A Piece Of Me
Friday, August 12, 2005
You can never underestimate the preciousness of the written word. In the past couple of months, I have received very lovely long letters from my two best childhood friends. Receiving a letter is such a luxury these days. I, however, did not treat it as such as I just wanted to get to the goods. I usually rip the envelopes open and do a quick read through. And the second read is more leasurely, my fingers slowly running through the words, trying to capture the moment in which the words were formed.
I think in some subconscious way, that these two girls are one of the reasons why one of my tattoos is the symbol of a dragon. Both Mae Fong and Jo-Ann were born in the year of the dragon.
Mae Fong is my neighbour, my blood. She has been there since the day I was born. We have lived as sisters almost all our lives (or at least for as long as I lived in Malaysia.) She taught me to be tough and to play sports.

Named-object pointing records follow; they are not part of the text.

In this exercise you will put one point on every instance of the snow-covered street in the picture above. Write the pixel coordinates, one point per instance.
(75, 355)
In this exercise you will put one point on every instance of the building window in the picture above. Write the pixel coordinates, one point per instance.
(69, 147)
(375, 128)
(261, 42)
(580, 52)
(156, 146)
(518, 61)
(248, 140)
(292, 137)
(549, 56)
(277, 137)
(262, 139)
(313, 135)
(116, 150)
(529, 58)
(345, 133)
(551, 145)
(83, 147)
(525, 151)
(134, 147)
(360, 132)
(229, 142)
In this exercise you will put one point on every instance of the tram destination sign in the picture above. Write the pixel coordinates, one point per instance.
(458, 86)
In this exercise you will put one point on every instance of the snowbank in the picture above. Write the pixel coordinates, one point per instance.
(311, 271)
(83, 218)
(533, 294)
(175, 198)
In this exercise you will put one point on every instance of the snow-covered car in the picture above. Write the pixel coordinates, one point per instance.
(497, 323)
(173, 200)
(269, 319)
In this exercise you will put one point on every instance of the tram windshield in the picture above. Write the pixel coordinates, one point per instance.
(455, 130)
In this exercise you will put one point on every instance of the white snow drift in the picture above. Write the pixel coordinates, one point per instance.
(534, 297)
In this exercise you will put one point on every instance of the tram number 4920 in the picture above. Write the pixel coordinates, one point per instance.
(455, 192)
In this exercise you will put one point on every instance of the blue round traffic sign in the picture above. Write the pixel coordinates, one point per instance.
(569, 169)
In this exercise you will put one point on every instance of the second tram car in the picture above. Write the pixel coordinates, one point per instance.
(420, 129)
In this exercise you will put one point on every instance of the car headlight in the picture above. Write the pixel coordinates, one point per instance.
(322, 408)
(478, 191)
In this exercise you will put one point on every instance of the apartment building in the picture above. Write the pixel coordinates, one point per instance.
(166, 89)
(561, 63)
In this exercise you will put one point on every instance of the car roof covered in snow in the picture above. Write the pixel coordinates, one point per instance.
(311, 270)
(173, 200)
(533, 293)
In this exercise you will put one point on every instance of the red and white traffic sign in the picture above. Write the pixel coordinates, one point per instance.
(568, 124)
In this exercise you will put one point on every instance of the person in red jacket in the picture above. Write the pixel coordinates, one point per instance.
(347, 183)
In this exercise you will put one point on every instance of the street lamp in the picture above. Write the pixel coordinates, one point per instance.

She let me (I don't think she really had a choice in this one) mutilate one of her fingers (when I bit it) when she had borrowed my skipping rope without permission. I told her I would call the police. We went to school together and how I looked up to her and still do in many ways, even today. Gorgeous and always popular, she was always example of how cool kids should be. Cool, without all the bullshit.
Jo-Ann, is honestly my all time favourite cousin(Trust me, this is an honour when you have close to 20 ought cousins that you know and like). Jo-Ann honestly makes me feel for people who are not close to their cousins at all. She is everything a cousin should be. A sister, a best friend, a constant companion. And even though she may not remember as much as me (according to her older sister, Grace but then again I have a memory of an elephant so it really shouldn't count) about our years together, she must know that I have cherished all those years like precious gems. Jo-Ann is just the cutest thing alive. Freckles, sweet round cheeks with a smattering of freckles, a smile that could melt snow on a cold winter's day and a propensity to laugh with so much joy.
I am so glad that we all still take the time to manually write one another. (I PROMISE you will get replies sometime soon!!) I love to imagine them sitting down, thinking of things to tell me just as how I think of them when I write them.
Then, there is also my friend Ming from grade school who has also kept up this very lovely tradition. What I want to know is why everyone's handwriting seems to improve with age while mine is slowly digressing into some unintelligible chicken scratch? I mean, we were all brought up in the same system....
Anyways, it is times like this when I feel a little sad that I live so very far away. Both Ming and Jo-Ann recently got married. (It completely boggles the mind!) Although by the looks of Ming's wedding, she had invited the whole city so I doubt very much that I would have seen her but still, it's a big life event and I wasn't there.
In some ways, as much as I love my life here in Canada, there is still a tiny part of my essence that belongs to Asia. But that part is trapped in the memories that I have then and not the reality of what is now. It is, as if, there is a piece of me left behind.
I wonder whether that is why I am so often restless and feel the need to be never be static? Maybe it's because I have such vivid memories and so it is all the more bittersweet? I really don't know.
I also wonder whether every other imigrant child feels the same way?